31 July 2007

Research in the solar space

Last week's OCE session on solar energy was a very good discussion/brainstorming session that brought together industry and academic researchers on how to structure an upcoming $15m OCE call for proposals on solar energy. The session was structured as a "future workshop," a staple of participatory design, which is a good way of involving stakeholders in design processes.

Many good ideas and gaps were discussed at the session, including the need to train highly qualified people in the trades that will support the installation, maintenance and retirement of solar equipment. This is one area where our applied research can excel.

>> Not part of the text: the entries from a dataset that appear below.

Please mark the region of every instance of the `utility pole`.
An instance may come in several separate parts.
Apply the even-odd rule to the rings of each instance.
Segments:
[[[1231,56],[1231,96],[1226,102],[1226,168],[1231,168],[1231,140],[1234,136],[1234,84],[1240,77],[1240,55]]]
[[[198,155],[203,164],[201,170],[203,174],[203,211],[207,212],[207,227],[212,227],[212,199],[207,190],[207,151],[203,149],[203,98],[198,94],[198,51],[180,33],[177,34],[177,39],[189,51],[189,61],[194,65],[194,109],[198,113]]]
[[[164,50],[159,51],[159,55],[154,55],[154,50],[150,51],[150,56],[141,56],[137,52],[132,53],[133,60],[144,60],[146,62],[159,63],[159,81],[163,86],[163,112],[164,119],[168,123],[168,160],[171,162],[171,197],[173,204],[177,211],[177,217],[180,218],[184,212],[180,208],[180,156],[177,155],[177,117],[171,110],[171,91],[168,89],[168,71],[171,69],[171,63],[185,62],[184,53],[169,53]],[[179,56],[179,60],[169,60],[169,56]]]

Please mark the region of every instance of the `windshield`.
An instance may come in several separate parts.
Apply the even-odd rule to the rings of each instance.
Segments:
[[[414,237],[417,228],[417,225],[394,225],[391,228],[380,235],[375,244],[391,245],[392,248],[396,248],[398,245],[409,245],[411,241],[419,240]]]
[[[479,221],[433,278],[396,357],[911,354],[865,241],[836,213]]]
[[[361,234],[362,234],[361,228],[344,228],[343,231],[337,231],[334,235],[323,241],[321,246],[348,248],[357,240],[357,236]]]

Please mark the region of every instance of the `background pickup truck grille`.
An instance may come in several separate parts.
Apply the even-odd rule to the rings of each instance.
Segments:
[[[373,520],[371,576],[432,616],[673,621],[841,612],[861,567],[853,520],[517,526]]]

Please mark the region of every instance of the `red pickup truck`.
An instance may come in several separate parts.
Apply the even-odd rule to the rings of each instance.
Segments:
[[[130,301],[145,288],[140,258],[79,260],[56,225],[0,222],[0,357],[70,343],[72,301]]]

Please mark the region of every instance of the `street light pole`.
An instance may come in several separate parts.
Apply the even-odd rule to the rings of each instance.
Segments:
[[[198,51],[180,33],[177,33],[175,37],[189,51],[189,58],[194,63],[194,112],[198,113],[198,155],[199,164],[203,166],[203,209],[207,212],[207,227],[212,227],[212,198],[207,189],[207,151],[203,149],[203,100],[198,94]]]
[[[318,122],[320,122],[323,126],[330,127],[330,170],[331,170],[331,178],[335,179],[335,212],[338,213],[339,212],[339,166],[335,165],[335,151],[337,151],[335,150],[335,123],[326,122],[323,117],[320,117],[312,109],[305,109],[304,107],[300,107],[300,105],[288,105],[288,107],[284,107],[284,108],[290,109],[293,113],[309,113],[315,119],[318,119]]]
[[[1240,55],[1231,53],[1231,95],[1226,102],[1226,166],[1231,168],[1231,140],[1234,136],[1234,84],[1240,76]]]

As we are in the process or working out some R&D in the solar space, I've been paying attention to news items on solar energy, of which there have been a few of late. Yesterday, for example, there was an opinion piece on what government can do to better enable investment in solar technology. Overall this piece provides some interesting ideas, but does sidestep the issue that Canada does not spend as much on R&D as our OECD counterparts (a point made by a speaker at the Polytechnics Canada conference a while back). Solar can be viable even in rainy climes, though the power buy-back scheme in Germany (as in Ontario) are supporting the initial investment.

The OCE is working to address the R&D issue in Ontario with a targeted call for research, starting with an expressions of interest call, expected in early August, with two page EOIs due on 31 August.